Глава Магистериума не успел ответить.
— Доброго дня, профессор, — дверь распахнулась, и возникший из-за спины правителя Винсент предупредительно улыбнулся. От этой белозубой улыбки в исполнении главы особой службы кровь стыла в жилах. — Наш разговор, к сожалению, прервали… хм… как помнится, тридцать четыре года назад, по независящим от нас обоих причинам. Я рад, что их удалось наконец устранить. Я не забыл ни единого вашего слова и буду счастлив продолжить беседу. Мои люди немедленно сопроводят вас в камеру… ох, простите великодушно, в ваш новый кабинет в Рициануме, где мы обеспечим вас всем необходимым для ваших научных трудов.
— Надеюсь, штатные маги особой службы хорошо знают своё дело, — лорд Эдвард чуть повернул к нему голову, — и, что бы ни случилось, смогут поддерживать жизнь в теле профессора. На благо Ледума он должен быть с нами ещё очень долго.
— Не волнуйтесь об этом, милорд, — заверил действительный тайный советник. — Ещё ни один человек не умер в Рициануме без моего распоряжения.
Лорд Эдвард бросил на канцлера подчеркнуто укоризненный взгляд, и тот немедленно поправился, сохранив на лице тошнотворное сочетание улыбки и стального, лишенного всякой жалости взгляда:
— Ах да!.. Чувствуйте себя как дома, профессор.

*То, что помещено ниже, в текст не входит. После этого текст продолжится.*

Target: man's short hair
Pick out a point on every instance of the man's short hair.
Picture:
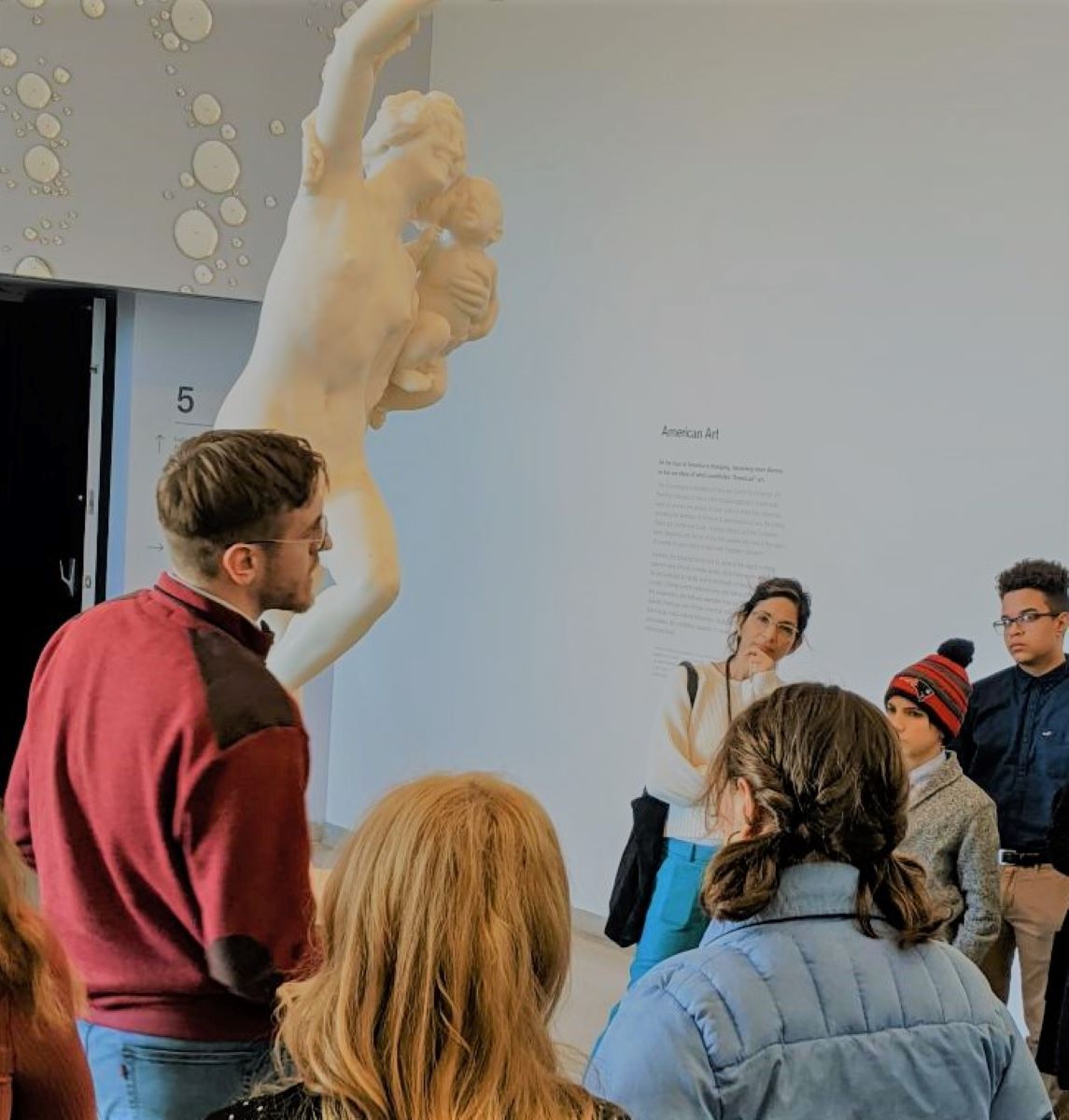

Глава 14, в которой наступает полнолуние
Как у всякой кошки, у Маршала в запасе имелось не менее девяти жизней.
Однако сие вовсе не означало, что ими можно разбрасываться направо и налево, транжирить и проматывать до нитки, словно доставшиеся без труда капиталы богатых родителей. Маршал не сомневалась: всё, чему не ведешь счет, заканчивается слишком быстро и, черт побери, слишком невовремя. В своей жизни уже не единожды испытывала она судьбу, и каждый следующий раз грозил стать последним.
В конце концов и кошачьи, эти грациозные хищники, обречены на смерть.

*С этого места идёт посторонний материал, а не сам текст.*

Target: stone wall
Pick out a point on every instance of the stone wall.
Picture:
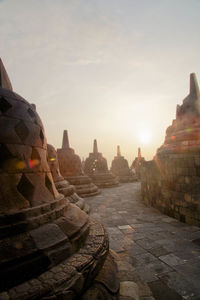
(172, 184)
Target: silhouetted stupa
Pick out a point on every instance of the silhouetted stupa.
(96, 167)
(120, 168)
(71, 169)
(49, 248)
(137, 164)
(62, 185)
(170, 182)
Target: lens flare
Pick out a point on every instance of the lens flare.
(52, 159)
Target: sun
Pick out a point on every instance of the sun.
(145, 136)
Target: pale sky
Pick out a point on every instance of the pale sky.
(113, 70)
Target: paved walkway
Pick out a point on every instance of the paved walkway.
(153, 250)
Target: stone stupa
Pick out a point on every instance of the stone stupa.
(171, 181)
(62, 185)
(97, 168)
(49, 248)
(120, 168)
(71, 169)
(137, 164)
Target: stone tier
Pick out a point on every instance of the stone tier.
(72, 278)
(36, 239)
(120, 168)
(84, 185)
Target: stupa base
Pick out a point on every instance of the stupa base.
(88, 274)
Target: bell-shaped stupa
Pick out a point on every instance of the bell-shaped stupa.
(170, 182)
(49, 248)
(184, 133)
(62, 185)
(71, 169)
(137, 164)
(120, 168)
(97, 168)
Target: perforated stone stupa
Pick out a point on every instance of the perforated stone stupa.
(97, 168)
(62, 185)
(49, 248)
(71, 169)
(171, 181)
(137, 164)
(120, 168)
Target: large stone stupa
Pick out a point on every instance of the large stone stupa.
(97, 168)
(71, 169)
(171, 181)
(49, 248)
(120, 168)
(62, 185)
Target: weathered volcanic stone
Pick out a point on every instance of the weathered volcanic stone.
(96, 167)
(120, 168)
(71, 170)
(171, 181)
(4, 79)
(49, 248)
(62, 185)
(137, 164)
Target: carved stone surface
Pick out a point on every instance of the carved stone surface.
(96, 167)
(4, 79)
(120, 168)
(71, 169)
(62, 184)
(137, 164)
(171, 182)
(49, 248)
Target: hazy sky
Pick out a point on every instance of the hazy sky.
(113, 70)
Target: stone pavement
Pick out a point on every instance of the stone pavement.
(158, 256)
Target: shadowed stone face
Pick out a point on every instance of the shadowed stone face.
(49, 249)
(25, 177)
(171, 180)
(184, 133)
(4, 79)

Смерть… Такие, как Серафим, фанатичные приверженцы старой веры, говорят, что смерти нет. Наверное, от этого становится чуточку легче жить, легче примириться с неизбежным. Но Маршал твердо знала обратное: для всего живого есть только смерть.
Люди приходят из небытия и возвращаются в небытие. Жизнь — всего лишь миг между двумя вечностями, царственными вечностями несуществования. Краткая передышка, дарованная единственно для того, чтобы осознать блаженство пустоты, воскресить в сердце неутолимую тоску по ней. Вспомнить жажду бесконечного покоя, к которому стремится всё воплощенное. Вспомнить — и уже не суметь забыть, не суметь перестать желать… не суметь избегнуть.
Даже горы рассыпаются, устав от иллюзорности материального воплощения.
Неведомым шестым чувством, звериным чутьем, не раз выручавшим убийцу, Маршал ощущала опасность. Пока сложно было установить, откуда именно она исходит, откуда бесстыже лезет она, но то, что находиться в Ледуме становилось всё рискованнее, не вызывало сомнений. Приняв заказ на убийство Серафима, убийца по доброй воле сунула нос в это темное дело, от которого — вот ведь ирония судьбы! — сама же увещевала старого товарища держаться подальше. Сохранив ювелиру жизнь и нагло солгав оставшемуся инкогнито заказчику, увязла в нем еще глубже.
А где коготок увяз — недолго и всей кошке пропасть.